Decoding error receiving messages

I’ve written a chat bot and it has been working fine until recently. I am not sure what has been added to the messages but I have been getting decode errors when receiving messages. I’ve written my bot in python and the error line is this one:
data = socket.recv(2048).decode(‘UTF-8’)
The errors I’m getting are:
‘utf-8’ codec can’t decode byte _ in position _ : unexpected end of data/ invalid start of data
I didn’t start getting these til recently this bot worked perfectly fine in December when I playing around with Twitch IRC bots.
Did something change in the messages where not everything is UTF-8 anymore.
Any help would be appreciated thank you.

We have not changed any encoding within the last 2 years afaik, and UTF-8 should encompass everything (I think). Can you spit out raw lines in like UTF-32 to see what’s up?

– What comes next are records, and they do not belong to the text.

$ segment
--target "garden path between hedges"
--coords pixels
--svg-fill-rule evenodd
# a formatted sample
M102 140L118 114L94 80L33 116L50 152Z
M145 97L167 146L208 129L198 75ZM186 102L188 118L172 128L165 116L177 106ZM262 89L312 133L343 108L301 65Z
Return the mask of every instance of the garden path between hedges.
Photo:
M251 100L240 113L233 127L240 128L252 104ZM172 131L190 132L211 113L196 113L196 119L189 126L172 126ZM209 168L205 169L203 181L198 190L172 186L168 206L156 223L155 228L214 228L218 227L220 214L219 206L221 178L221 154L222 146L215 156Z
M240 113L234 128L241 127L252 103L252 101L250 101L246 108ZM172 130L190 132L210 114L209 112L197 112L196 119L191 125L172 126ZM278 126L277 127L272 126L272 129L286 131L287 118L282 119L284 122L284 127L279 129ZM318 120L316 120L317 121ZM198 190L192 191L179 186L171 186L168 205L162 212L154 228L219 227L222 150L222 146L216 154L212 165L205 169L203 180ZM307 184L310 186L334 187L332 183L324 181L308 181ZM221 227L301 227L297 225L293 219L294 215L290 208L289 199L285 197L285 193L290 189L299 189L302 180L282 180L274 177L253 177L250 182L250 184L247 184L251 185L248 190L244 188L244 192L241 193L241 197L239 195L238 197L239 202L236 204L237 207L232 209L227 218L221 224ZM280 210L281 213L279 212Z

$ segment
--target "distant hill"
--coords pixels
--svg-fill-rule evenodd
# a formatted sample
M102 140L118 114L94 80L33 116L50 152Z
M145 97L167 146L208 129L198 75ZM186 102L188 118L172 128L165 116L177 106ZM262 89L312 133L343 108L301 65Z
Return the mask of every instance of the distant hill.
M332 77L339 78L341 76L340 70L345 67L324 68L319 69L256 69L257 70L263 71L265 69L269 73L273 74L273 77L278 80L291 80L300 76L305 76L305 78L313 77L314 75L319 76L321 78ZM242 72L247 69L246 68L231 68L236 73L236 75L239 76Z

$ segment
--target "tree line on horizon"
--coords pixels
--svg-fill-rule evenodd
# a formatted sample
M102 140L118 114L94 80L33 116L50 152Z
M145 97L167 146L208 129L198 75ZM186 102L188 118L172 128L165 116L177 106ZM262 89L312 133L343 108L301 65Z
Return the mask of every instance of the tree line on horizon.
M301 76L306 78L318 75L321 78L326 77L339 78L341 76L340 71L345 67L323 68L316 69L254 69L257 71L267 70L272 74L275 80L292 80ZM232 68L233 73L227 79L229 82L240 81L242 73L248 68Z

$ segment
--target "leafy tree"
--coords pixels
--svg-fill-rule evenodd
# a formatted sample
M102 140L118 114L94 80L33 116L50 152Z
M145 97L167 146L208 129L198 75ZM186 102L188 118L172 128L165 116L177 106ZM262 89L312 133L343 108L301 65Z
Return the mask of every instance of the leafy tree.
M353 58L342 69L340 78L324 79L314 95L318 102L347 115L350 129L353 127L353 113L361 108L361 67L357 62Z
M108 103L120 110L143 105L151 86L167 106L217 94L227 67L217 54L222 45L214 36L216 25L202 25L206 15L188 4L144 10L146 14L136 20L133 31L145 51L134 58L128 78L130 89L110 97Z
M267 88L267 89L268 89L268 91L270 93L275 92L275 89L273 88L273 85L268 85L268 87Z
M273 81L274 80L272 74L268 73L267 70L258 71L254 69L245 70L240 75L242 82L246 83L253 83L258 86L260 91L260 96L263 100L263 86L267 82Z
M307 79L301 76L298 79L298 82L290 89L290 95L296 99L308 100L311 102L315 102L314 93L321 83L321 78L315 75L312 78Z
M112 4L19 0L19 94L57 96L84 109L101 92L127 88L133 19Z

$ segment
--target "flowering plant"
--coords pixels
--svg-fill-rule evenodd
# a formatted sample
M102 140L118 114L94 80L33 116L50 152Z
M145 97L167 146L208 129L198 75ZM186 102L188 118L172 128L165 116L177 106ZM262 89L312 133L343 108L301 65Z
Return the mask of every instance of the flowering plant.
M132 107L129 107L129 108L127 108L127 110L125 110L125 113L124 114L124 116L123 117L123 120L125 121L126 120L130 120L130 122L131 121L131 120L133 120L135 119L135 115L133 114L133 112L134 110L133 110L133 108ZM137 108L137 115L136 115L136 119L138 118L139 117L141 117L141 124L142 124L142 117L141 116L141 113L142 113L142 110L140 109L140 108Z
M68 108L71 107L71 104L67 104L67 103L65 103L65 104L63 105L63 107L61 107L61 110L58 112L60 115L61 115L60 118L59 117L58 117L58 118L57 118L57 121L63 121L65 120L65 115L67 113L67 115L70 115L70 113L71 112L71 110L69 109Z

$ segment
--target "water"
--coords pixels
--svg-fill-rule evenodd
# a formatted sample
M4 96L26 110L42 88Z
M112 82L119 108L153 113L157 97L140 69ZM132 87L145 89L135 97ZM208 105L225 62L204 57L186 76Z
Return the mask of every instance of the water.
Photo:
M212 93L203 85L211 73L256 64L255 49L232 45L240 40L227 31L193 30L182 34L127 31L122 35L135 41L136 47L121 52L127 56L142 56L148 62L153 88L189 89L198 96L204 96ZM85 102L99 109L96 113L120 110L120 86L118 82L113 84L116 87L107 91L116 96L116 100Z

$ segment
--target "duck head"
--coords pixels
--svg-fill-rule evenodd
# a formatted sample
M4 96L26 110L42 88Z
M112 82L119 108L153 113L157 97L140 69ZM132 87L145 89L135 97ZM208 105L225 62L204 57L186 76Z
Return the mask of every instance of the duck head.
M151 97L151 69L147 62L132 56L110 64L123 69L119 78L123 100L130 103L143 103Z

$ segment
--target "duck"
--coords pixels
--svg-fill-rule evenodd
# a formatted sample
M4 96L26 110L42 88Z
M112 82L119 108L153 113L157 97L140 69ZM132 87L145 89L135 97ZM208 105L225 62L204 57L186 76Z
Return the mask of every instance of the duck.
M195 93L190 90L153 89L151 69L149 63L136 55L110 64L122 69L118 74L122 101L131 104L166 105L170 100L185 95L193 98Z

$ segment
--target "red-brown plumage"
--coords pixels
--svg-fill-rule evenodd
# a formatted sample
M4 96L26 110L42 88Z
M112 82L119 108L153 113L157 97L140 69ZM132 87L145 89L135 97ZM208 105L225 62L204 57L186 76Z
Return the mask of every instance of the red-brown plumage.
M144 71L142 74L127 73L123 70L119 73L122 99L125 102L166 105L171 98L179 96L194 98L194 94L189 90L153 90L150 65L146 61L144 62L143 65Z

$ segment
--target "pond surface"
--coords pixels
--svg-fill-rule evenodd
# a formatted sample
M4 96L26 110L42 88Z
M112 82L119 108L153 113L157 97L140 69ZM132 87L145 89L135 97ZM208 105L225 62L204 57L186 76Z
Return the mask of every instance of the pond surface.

I wonder if the issue is caused by getting incomplete outputs from the IRC server. I’m not quite sure.
I’ll show a output of raw lines in UTF-32 when joining a channel:

error: ‘utf-32-le’ codec can’t decode bytes in position 0-3: code point not in range(0x110000)
error: ‘utf-32-le’ codec can’t decode bytes in position 0-3: code point not in range(0x110000)
error: ‘utf-32-le’ codec can’t decode bytes in position 0-3: code point not in range(0x110000)
error: ‘utf-32-le’ codec can’t decode bytes in position 0-3: code point not in range(0x110000)
error: ‘utf-32-le’ codec can’t decode bytes in position 0-3: code point not in range(0x110000)

Here’s UTF-8 of the same channel join:

:tmi.twitch.tv 001 sato_chat :Welcome, GLHF!
:tmi.twitch.tv 002 sato_chat :Your host is tmi.twitch.tv
:tmi.twitch.tv 003 sato_chat :This server is rather new
:tmi.twitch.tv 004 sato_chat :-
:tmi.twitch.tv 375 sato_chat :-
:tmi.twitch.tv 372 sato_chat :You are in a maze of twisty passages, all alike.
:tmi.twitch.tv 376 sato_chat :>
:tmi.twitch.tv CAP * ACK :twitch.tv/membership
:tmi.twitch.tv CAP * ACK :twitch.tv/tags
:tmi.twitch.tv CAP * ACK :twitch.tv/commands
:sato_chat!sato_chat@sato_chat.tmi.twitch.tv JOIN #dansgaming
@badges=;color=;display-name=sato_chat;emote-sets=0;mod=0;subscriber=0;user-type= :tmi.twitch.tv USERSTATE #dansgaming
@broadcaster-lang=;emote-only=0;followers-only=20;r9k=0;room-id=7236692;slow=5;subs-only=0 :tmi.twitch.tv ROOMSTATE #dansgaming
:sato_chat.tmi.twitch.tv 353 sato_chat = #dansgaming :ghentbot gibbed 9steven ascothero miturner moobot fur3x dansgaming analyticsbot
:sato_chat.tmi.twitch.tv 353 sato_chat = #dansgaming :sato_chat
:sato_chat.tmi.twitch.tv 366 sato_ch

Can you provide the raw binary bytes off the socket?

I’m going to add that I suspect you’ve received exactly 2048 bytes, and that the last X bytes are a partial code point.
As an example, © under UTF-8 is C6A9. And if the final byte in what you just received is C6?
b’\xc6’.decode(‘utf-8’)
UnicodeDecodeError: ‘utf8’ codex can’t decode byte 0xc6 in position 0: unexpected end of data

You need to use something like the codec module’s incremental decoder so it can join one socket read to another and recognize a stub code point split between recv calls.

The incremental decoder fixed everything after running test yesterday. Thank you so much.